Unhappily Ever After was one of the four sitcoms that aired as part of the original Wednesday night two-hour lineup that helped launch The WB network (along with The Wayans Bros., The Parent 'Hood and the short-lived Muscle).

===Theme song and opening sequence===
When the show first began its run, the original opening started with the "wedding photo" (even though they are moving in it) of the Malloys, with their smiles fading, and showed clips of the father leaving and walking through the slum to his new place. While walking, a man runs by him holding a TV, chased by another man who stops, takes a shooting stance, and fires a gun at the thief. The next clip shows the father as he walks past the first man lying face down, TV near his hands, as he enters his apartment. The theme song played over the opening was Bobcat Goldthwait (and possibly others) singing "We married young, because of cupid. And had three kids, but we were stupid. She kicked me out, she's not my honey. But she still wants me, when she needs money. Now I'm alone, come rain or sunny. But who needs love? I've got my bunny." In the final scene of the final episode, this is the song Jack sings with Mr. Floppy, but with slightly modified lyrics. "I married young, because of cupid. And had three kids, but you were stupid. I could've been rich, instead I'm a loser. But at least we're happy, 'cause you're a boozer. Now I'm alone, come rain or sunny. But who needs love? I've got my bunny."

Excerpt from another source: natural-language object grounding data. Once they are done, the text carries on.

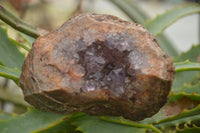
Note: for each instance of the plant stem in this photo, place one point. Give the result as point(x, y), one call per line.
point(130, 123)
point(187, 66)
point(17, 23)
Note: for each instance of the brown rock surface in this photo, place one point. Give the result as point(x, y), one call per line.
point(98, 64)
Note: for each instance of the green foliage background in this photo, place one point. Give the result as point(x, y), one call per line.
point(184, 96)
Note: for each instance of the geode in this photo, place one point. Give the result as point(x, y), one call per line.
point(100, 65)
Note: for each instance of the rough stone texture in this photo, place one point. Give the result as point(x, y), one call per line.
point(98, 64)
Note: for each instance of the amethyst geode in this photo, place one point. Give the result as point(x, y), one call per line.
point(98, 64)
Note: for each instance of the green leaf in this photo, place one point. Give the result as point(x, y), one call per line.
point(190, 91)
point(63, 126)
point(187, 129)
point(10, 73)
point(131, 9)
point(187, 116)
point(190, 55)
point(93, 124)
point(187, 77)
point(30, 121)
point(17, 23)
point(137, 15)
point(10, 56)
point(161, 22)
point(187, 66)
point(121, 120)
point(155, 118)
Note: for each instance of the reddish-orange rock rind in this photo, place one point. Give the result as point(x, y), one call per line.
point(98, 64)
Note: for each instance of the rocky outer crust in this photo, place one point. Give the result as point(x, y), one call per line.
point(98, 64)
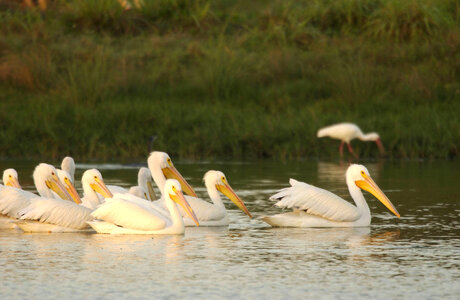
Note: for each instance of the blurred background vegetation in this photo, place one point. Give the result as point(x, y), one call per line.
point(228, 79)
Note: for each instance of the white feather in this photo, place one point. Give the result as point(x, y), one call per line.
point(316, 201)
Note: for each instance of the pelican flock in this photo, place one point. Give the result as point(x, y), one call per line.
point(110, 209)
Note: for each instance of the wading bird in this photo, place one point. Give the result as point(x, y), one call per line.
point(144, 181)
point(61, 215)
point(119, 216)
point(347, 132)
point(212, 214)
point(162, 168)
point(13, 200)
point(315, 207)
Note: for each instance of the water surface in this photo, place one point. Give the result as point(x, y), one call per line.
point(416, 256)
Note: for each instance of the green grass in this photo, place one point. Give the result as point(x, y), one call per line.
point(228, 79)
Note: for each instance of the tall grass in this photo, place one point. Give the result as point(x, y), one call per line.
point(228, 79)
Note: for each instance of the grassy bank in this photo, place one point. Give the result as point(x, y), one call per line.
point(239, 79)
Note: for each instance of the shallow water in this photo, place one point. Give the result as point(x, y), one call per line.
point(416, 256)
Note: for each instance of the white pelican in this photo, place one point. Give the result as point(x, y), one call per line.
point(144, 181)
point(68, 165)
point(10, 178)
point(66, 180)
point(58, 215)
point(120, 216)
point(212, 214)
point(347, 132)
point(13, 200)
point(315, 207)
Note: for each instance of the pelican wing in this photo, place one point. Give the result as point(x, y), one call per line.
point(12, 200)
point(58, 212)
point(127, 214)
point(316, 201)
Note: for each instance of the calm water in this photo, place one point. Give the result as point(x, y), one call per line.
point(417, 256)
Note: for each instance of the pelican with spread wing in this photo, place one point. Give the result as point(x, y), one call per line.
point(315, 207)
point(121, 215)
point(65, 214)
point(10, 178)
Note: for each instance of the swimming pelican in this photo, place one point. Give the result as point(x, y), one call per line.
point(125, 217)
point(138, 192)
point(315, 207)
point(10, 178)
point(13, 200)
point(68, 165)
point(93, 186)
point(347, 132)
point(144, 181)
point(212, 214)
point(58, 215)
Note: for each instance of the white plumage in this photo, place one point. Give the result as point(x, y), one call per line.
point(315, 207)
point(126, 215)
point(130, 215)
point(10, 178)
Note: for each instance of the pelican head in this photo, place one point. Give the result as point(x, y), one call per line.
point(361, 178)
point(93, 178)
point(217, 178)
point(173, 190)
point(374, 136)
point(46, 181)
point(10, 178)
point(144, 179)
point(66, 180)
point(162, 160)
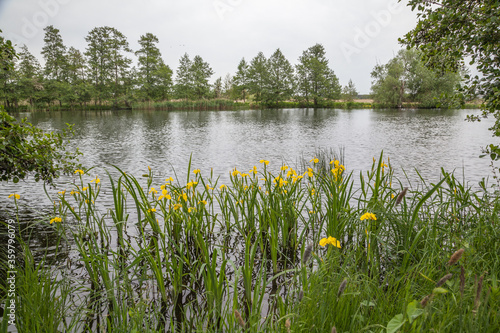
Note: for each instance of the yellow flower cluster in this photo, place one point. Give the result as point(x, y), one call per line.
point(56, 219)
point(338, 169)
point(330, 240)
point(368, 216)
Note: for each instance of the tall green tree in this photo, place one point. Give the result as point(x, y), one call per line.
point(449, 32)
point(183, 87)
point(55, 71)
point(405, 79)
point(29, 76)
point(154, 77)
point(316, 80)
point(217, 91)
point(258, 78)
point(228, 86)
point(241, 80)
point(107, 63)
point(25, 149)
point(8, 77)
point(281, 78)
point(200, 74)
point(349, 92)
point(80, 89)
point(54, 54)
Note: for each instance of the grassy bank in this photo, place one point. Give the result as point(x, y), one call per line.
point(281, 251)
point(223, 105)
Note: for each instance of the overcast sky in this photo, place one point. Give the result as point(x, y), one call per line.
point(357, 34)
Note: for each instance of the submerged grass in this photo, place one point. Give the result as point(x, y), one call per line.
point(275, 249)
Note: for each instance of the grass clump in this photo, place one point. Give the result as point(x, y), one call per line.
point(281, 249)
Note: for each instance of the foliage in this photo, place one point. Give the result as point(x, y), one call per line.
point(281, 78)
point(241, 80)
point(449, 33)
point(258, 78)
point(200, 74)
point(26, 149)
point(405, 79)
point(349, 92)
point(108, 66)
point(154, 77)
point(275, 249)
point(316, 80)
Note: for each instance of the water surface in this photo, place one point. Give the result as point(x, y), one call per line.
point(222, 140)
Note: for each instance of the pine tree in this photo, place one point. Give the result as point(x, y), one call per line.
point(258, 78)
point(241, 80)
point(281, 78)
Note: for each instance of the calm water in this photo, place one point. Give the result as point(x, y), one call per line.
point(422, 139)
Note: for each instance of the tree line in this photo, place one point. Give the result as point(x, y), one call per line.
point(104, 74)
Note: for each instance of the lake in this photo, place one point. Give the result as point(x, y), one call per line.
point(222, 140)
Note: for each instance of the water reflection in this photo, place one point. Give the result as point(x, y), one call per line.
point(132, 140)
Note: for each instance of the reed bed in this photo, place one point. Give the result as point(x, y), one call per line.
point(274, 249)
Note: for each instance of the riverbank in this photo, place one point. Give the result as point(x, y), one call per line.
point(292, 251)
point(223, 105)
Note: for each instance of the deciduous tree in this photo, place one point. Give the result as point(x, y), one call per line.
point(449, 33)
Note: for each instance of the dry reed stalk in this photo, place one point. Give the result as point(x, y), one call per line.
point(426, 300)
point(443, 280)
point(307, 254)
point(455, 257)
point(478, 292)
point(239, 318)
point(462, 281)
point(401, 196)
point(342, 287)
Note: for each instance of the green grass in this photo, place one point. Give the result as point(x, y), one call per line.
point(187, 254)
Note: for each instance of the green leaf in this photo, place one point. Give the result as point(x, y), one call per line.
point(439, 290)
point(413, 311)
point(367, 303)
point(395, 323)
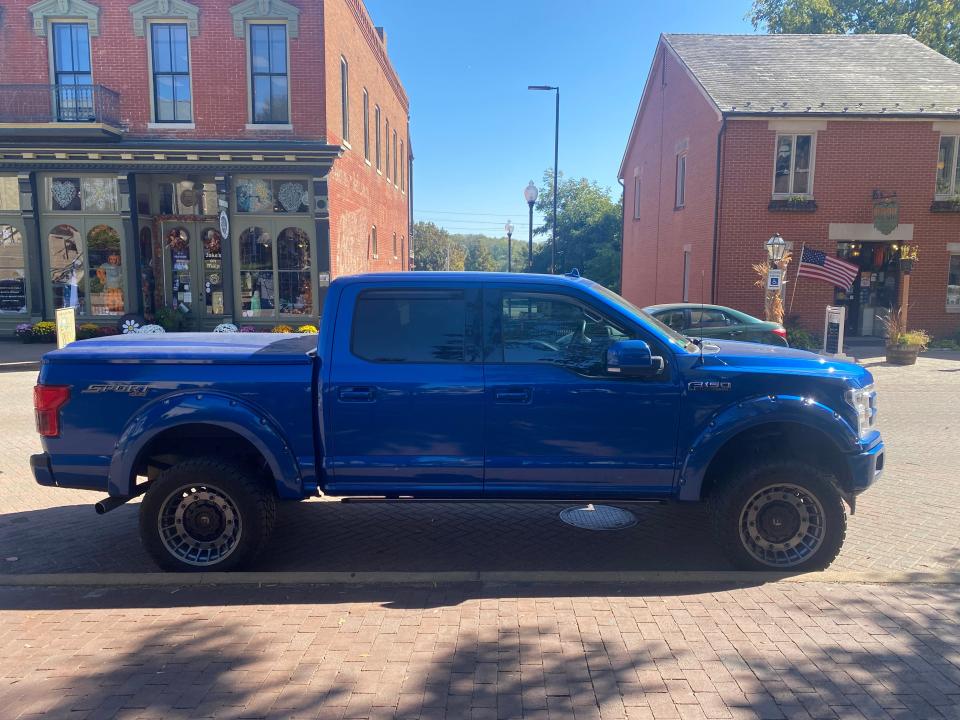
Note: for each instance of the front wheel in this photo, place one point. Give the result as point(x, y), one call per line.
point(780, 515)
point(205, 515)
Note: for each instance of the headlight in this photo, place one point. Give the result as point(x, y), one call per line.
point(864, 403)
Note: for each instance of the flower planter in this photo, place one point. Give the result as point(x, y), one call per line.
point(902, 354)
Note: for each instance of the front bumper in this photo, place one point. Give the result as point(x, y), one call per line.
point(865, 468)
point(42, 472)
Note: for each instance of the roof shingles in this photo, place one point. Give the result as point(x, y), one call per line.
point(821, 74)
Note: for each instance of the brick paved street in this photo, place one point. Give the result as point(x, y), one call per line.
point(910, 520)
point(796, 651)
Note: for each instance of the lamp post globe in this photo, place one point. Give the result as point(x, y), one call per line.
point(776, 248)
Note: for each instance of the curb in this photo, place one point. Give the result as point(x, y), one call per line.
point(683, 577)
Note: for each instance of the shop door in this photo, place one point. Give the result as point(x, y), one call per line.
point(193, 269)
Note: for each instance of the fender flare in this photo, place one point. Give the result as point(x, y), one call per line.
point(751, 413)
point(204, 408)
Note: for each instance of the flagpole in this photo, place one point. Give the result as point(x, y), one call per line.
point(796, 279)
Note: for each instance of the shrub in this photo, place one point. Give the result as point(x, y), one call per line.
point(45, 331)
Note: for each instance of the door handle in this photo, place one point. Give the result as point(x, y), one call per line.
point(513, 395)
point(356, 394)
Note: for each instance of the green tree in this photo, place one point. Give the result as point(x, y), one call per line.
point(589, 230)
point(935, 23)
point(435, 249)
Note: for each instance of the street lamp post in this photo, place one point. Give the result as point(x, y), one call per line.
point(530, 195)
point(556, 156)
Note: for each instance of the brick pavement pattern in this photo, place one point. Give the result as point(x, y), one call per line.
point(797, 651)
point(909, 521)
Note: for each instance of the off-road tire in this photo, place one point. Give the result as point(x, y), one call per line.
point(741, 487)
point(252, 504)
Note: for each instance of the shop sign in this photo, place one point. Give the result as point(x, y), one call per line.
point(886, 212)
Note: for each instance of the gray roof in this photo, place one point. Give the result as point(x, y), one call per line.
point(821, 74)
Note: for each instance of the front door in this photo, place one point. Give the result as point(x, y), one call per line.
point(403, 393)
point(556, 424)
point(193, 269)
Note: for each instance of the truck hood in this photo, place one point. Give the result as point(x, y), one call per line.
point(193, 348)
point(755, 357)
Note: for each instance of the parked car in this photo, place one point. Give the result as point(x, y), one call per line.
point(459, 386)
point(716, 321)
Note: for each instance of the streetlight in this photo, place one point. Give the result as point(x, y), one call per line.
point(530, 194)
point(556, 155)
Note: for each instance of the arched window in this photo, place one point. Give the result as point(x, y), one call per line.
point(106, 277)
point(65, 248)
point(293, 272)
point(256, 273)
point(13, 283)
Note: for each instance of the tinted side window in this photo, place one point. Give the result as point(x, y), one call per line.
point(556, 331)
point(410, 327)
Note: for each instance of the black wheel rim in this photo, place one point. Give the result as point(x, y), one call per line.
point(782, 525)
point(199, 525)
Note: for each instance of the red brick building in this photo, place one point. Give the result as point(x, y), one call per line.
point(845, 144)
point(226, 158)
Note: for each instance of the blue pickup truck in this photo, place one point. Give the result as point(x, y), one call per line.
point(471, 386)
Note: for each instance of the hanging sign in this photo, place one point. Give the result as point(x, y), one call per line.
point(886, 212)
point(774, 279)
point(66, 326)
point(833, 330)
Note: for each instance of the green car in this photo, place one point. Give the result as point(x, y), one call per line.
point(716, 321)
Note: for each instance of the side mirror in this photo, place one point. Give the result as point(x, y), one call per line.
point(633, 358)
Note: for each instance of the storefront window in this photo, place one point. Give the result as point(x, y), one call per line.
point(953, 282)
point(293, 267)
point(66, 250)
point(13, 284)
point(9, 193)
point(106, 281)
point(213, 271)
point(256, 273)
point(178, 242)
point(258, 195)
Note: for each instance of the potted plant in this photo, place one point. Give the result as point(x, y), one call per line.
point(904, 345)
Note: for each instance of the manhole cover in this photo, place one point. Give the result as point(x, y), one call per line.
point(598, 517)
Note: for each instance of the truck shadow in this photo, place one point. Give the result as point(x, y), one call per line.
point(770, 652)
point(333, 536)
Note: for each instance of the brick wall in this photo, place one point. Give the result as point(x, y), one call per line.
point(674, 115)
point(853, 158)
point(221, 102)
point(360, 197)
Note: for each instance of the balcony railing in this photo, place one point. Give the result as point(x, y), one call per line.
point(31, 103)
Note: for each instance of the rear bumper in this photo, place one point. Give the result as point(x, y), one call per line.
point(865, 468)
point(42, 472)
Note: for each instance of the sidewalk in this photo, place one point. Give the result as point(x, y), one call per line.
point(766, 653)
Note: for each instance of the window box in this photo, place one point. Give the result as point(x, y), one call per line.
point(945, 205)
point(793, 205)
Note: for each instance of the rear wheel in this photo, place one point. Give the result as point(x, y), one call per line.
point(780, 515)
point(206, 515)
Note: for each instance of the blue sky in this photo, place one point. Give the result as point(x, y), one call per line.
point(479, 135)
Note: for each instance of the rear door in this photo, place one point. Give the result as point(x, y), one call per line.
point(404, 404)
point(556, 424)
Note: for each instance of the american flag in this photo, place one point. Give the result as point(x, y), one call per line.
point(819, 265)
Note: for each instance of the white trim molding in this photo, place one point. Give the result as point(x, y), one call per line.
point(164, 9)
point(47, 9)
point(253, 10)
point(865, 232)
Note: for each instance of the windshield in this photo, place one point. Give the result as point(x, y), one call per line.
point(678, 339)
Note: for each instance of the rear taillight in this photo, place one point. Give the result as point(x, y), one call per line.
point(47, 401)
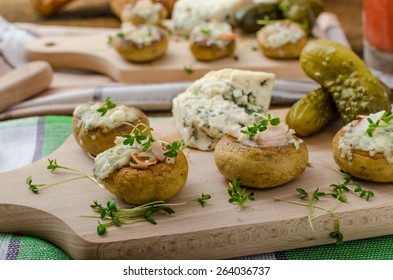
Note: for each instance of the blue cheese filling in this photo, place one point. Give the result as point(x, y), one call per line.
point(91, 119)
point(356, 138)
point(212, 34)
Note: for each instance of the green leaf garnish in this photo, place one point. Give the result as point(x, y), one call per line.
point(173, 148)
point(53, 166)
point(188, 69)
point(107, 106)
point(253, 129)
point(122, 216)
point(238, 194)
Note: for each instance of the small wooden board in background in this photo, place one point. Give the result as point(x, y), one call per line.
point(93, 53)
point(216, 231)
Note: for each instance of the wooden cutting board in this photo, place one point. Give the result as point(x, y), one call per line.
point(216, 231)
point(93, 53)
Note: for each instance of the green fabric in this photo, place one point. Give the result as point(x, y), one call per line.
point(62, 127)
point(36, 249)
point(379, 248)
point(58, 128)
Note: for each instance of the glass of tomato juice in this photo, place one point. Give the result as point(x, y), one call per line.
point(378, 34)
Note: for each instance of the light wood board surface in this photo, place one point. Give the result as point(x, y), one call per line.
point(216, 231)
point(93, 53)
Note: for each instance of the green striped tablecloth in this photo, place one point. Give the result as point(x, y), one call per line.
point(23, 141)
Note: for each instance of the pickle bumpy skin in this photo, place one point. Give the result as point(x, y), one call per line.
point(345, 76)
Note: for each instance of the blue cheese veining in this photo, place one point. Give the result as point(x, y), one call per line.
point(135, 156)
point(111, 160)
point(91, 119)
point(213, 33)
point(273, 136)
point(189, 13)
point(222, 100)
point(355, 138)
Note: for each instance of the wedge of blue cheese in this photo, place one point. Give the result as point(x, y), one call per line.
point(221, 101)
point(189, 13)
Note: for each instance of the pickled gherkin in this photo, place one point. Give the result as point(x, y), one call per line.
point(248, 16)
point(311, 113)
point(344, 75)
point(301, 11)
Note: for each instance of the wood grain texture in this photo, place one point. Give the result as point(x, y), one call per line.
point(215, 232)
point(93, 53)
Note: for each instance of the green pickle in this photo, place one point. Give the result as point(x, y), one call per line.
point(301, 11)
point(311, 113)
point(246, 18)
point(345, 76)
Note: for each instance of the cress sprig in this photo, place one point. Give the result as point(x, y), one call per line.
point(372, 126)
point(174, 148)
point(310, 204)
point(121, 216)
point(108, 105)
point(339, 189)
point(144, 137)
point(139, 136)
point(53, 166)
point(238, 194)
point(253, 129)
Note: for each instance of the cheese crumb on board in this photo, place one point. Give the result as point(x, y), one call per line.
point(189, 13)
point(220, 101)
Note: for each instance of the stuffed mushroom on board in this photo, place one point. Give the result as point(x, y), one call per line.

Beginning with the second season, the series' theme song was "Hit the Road Jack" by Ray Charles; the song is a reference to Jennie kicking Jack out of the house. The opening is a sequence of bizarre events from the first season and the male vocals are lip-synced by Floppy while the female vocals are lip-synced by Jennie, Tiffany and Maureen for seasons 1 and 2, Jennie and Tiffany for seasons 3 and 4, and Tiffany, Jack, Ryan and Ross for season 5. In reruns and syndication, the season 1 opening was replaced with the "Hit The Road Jack" opening with clips from the show.